Nadie podía imaginar que la presencia rutinaria de aquel adolescente de buena planta tras la barra mugrienta de aquel tabanco, a donde lo mandaban sus padres para quítalo de la calle y de paso que se ganara unas pesetas para sus cosillas, se iba a alterar en cierta manera con la visita inesperada e inusual de un par de parejas (no de guardias civiles) foráneas que, sin que ninguno de los cuatros supieran porqué habían caído en aquella tasca de la calle Pastelería en la que todavía, por entonces, se tenía la costumbre y la necesidad, por miedo cronificado, de mirar para atrás a la hora de hablar sobre algún tema que se apartase del Betis, del Madrid, del Barcelona o de Curro Romero y Antonio Ordóñez.
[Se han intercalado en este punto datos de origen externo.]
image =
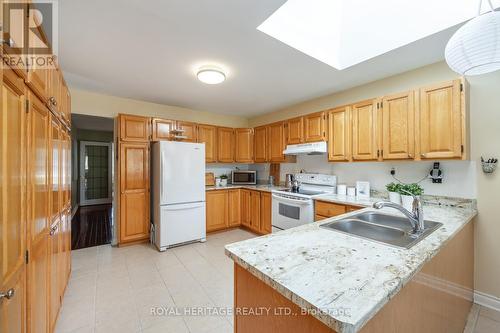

Se podría decir que la llegada de aquellas cuatro personas a la barra de aquel garito de la calle alférez Gaviria esquina con Cruz y Traviesa, fue por puro azar, y no por preguntar por el vecino de enfrente, el zapatero culto, Pepito el de Elisa, con el fin de pedirle alguna cuarteta carnavalesca.

Pues bien, aquel chaval de buena planta con jeans de marca Lois marcador de muslos y glúteos, avispado como el que más, obnubilado por los escotes atrevidos que lucían las dos señoras o señoritas, en un principio no se percató que dos pares de ojos masculinos no dejaban de observar todos sus movimientos, tanto detrás de la barra como cuando su jefe lo mandaba a recoger los vasos que mendigaban por las mesas de madera de tijeras que se encontraban en un pequeño salón.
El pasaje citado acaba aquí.